Capillary puncture is one of the three general methods of blood specimen collection. Called capillary puncture because blood comes from the capillaries, it is usually the preferred method of collection in infants and in adults when venipuncture is not feasible.
Sterile dry cotton
Sterile wet cotton
Lancet or penlet
Capillary tube of capillette or an appropriate collection vessel
The practitioner prepares materials and place them within reach.
They then identify the patient properly by asking his/her name.
A suitable site is selected, usually the ring finger of the left hand for adults and the big heel or big toe for infants.
The site of puncture is sterilized from the center going outwards in a circular manner.
With a smooth and deliberate manner, the site is punctured.
The first blood is wiped and the specimen is collected making use of the capillary tubes or other appropriate container.
The wound is pressed for 3-5 minutes and a sterile dry cotton and a micropore are applied.
Practitioners should smile and introduce themselves before asking the name of the patient.
They should give a brief description of the test to be done.

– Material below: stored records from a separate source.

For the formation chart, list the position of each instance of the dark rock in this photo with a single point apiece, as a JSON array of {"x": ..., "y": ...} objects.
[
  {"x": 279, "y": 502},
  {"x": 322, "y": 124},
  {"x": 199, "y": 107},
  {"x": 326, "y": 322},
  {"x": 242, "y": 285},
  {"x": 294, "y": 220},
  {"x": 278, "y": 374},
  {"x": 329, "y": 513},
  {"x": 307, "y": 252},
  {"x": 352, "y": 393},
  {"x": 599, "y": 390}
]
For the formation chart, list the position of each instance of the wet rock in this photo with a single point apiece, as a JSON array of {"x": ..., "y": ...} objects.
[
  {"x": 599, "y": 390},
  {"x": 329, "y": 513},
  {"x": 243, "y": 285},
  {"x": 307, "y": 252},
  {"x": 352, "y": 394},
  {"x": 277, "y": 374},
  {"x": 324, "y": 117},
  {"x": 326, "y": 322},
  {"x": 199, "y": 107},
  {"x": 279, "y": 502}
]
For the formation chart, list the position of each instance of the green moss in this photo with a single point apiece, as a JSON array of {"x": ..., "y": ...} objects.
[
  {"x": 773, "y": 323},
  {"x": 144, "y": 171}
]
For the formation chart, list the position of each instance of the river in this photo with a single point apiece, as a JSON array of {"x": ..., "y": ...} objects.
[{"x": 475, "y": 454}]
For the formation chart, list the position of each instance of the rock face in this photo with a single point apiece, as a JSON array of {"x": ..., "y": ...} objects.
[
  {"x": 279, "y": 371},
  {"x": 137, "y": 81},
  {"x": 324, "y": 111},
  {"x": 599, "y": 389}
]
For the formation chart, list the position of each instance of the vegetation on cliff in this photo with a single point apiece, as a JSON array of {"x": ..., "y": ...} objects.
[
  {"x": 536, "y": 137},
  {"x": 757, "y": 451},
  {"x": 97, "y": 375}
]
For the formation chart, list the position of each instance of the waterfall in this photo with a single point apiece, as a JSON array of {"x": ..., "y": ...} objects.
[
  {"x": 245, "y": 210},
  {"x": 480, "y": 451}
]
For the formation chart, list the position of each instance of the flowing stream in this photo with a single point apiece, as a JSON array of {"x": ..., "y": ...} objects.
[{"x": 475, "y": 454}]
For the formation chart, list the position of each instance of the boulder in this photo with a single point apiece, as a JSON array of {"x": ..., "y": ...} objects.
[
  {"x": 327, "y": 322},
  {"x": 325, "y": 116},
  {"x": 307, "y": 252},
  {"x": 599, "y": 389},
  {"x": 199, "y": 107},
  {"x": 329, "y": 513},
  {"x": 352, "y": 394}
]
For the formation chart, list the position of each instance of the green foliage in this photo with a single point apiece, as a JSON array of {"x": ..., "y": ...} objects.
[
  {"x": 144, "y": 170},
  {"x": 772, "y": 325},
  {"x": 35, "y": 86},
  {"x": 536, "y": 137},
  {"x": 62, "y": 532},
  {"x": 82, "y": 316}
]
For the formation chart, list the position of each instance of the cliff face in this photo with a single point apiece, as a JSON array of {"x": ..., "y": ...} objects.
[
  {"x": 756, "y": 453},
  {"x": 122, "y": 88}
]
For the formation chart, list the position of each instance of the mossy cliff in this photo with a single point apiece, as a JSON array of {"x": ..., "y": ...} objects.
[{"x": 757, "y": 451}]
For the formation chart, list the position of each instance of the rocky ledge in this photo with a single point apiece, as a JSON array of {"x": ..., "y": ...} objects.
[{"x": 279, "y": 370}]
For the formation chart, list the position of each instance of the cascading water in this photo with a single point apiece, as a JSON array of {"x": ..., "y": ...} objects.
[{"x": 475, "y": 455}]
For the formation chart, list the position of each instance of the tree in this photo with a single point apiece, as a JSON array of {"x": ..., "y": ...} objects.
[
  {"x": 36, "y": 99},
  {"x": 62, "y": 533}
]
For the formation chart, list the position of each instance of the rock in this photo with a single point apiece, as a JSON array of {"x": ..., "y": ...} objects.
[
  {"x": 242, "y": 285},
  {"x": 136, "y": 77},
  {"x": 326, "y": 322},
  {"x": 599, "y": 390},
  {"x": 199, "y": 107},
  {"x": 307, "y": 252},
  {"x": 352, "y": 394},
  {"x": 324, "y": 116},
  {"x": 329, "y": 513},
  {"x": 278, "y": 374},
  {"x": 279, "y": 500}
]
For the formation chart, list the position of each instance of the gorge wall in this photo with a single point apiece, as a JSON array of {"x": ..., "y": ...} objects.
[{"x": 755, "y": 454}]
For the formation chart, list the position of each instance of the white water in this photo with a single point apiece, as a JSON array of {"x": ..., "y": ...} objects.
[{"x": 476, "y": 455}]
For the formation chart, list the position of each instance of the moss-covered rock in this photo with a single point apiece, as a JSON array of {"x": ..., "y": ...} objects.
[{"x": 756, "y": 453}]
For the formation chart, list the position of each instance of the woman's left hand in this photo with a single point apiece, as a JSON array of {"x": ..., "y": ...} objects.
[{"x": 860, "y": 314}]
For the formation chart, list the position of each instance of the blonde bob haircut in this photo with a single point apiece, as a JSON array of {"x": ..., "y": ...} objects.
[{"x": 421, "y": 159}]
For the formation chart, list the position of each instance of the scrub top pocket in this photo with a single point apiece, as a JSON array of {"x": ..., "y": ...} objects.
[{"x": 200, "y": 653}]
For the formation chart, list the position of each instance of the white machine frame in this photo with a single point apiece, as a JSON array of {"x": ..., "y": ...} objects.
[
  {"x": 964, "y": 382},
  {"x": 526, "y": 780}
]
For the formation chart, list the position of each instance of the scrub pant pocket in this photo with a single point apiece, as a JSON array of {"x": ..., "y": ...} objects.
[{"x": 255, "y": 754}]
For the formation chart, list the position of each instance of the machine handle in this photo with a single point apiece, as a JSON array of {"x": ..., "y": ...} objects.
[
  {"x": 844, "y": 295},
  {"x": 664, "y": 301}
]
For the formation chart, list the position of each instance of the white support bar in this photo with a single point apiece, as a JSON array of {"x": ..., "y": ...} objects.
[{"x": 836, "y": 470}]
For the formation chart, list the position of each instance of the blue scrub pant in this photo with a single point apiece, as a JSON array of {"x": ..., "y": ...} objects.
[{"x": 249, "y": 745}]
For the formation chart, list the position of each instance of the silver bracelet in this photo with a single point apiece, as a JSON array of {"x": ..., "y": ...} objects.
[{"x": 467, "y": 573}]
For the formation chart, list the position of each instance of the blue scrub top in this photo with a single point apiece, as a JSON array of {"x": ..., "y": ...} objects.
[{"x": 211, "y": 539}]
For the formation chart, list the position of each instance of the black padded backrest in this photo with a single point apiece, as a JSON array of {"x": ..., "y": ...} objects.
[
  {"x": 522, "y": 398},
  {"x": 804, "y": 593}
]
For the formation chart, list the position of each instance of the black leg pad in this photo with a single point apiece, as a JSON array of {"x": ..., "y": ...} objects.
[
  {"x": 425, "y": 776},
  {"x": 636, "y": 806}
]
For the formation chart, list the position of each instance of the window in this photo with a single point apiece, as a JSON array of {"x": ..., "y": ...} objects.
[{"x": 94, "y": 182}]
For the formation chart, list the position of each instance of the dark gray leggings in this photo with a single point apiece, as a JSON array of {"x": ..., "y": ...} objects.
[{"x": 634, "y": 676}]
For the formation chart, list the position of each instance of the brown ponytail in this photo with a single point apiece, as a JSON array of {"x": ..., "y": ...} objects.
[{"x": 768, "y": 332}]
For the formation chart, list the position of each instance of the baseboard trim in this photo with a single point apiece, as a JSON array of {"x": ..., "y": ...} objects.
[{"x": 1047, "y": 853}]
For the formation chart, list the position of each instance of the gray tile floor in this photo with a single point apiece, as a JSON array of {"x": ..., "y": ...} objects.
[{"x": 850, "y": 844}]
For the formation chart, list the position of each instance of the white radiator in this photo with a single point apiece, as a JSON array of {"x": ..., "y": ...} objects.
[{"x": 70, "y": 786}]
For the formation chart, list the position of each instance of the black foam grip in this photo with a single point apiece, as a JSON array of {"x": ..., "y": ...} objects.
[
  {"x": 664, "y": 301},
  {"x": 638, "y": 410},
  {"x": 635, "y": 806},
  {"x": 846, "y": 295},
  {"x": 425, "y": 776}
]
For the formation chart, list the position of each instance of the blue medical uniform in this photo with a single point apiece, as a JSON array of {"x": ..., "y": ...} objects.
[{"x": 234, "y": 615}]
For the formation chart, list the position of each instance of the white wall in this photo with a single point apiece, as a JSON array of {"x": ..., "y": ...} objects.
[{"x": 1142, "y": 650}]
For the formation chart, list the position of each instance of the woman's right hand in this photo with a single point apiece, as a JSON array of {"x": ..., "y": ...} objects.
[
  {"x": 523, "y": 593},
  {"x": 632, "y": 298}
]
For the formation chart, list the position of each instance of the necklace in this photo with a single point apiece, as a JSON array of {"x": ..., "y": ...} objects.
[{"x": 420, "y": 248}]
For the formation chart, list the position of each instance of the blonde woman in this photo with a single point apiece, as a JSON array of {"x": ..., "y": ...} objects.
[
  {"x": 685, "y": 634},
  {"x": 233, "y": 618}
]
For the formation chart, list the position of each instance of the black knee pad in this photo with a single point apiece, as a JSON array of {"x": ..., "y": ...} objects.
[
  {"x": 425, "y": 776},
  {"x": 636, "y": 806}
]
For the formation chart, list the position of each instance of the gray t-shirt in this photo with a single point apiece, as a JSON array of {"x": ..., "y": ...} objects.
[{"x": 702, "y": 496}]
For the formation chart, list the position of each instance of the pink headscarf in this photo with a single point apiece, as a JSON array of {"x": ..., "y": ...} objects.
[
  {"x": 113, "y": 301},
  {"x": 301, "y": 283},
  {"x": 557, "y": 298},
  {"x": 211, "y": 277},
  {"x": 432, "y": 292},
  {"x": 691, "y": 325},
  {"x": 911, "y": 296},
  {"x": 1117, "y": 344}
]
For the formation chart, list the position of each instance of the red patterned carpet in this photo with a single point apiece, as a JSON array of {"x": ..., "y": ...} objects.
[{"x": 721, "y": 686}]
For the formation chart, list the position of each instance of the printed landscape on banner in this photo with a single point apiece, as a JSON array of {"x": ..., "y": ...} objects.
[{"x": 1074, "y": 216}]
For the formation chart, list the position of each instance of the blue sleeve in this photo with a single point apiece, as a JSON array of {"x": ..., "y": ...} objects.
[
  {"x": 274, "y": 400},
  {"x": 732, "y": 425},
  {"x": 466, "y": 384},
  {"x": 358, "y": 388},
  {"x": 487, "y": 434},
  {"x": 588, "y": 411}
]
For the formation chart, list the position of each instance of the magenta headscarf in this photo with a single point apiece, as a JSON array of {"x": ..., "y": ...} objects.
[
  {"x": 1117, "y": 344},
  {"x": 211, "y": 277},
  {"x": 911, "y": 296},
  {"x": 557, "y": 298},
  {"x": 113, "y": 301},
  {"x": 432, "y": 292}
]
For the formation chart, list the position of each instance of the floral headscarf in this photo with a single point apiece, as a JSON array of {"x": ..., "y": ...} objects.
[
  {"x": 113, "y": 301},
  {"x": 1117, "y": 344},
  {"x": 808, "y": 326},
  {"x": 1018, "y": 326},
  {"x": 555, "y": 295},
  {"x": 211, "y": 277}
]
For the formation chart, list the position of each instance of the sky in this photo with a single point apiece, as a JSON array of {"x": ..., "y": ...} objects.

Children 5 years old and below would most likely would need a restraining blanket or device.
Older children will usually understand if the doctor explains why they need to perform the procedure. The practitioner needs to make them an active participant by making them understand that they need their cooperation for the success of the blood collection.
The other pads of the fingers and the earlobes are other alternative capillary puncture sites. Determine which is best for your patient by examining the site.
Practitioners should say thank you after the procedure.
The practitioner should not state the patient’s name but let the patient state it. The patient may not hear correctly and still say yes or no. He may state it, or have him spell it out, or best if he can write it down; and then patient identification can be done properly.
The practitioner’s material should not be near the patient, especially if the patient is a child. Children can pull the material.
The practitioner should not underestimate children. They can become stronger when intimidated and afraid. They should be restrained properly.
The practitioner should not puncture sites which have hematoma or bruises.
The practitioner should wipe the first drop of blood, as it contains mainly tissue juices and may yield inaccurate results.
If the test is bleeding time (BT) or clotting time (CT) then the practitioner should not wipe the first drop of blood. There is protocol with these two tests.
The practitioner should make sure that all materials are sterile and dry to prevent infecting the patient and contaminating the blood samples.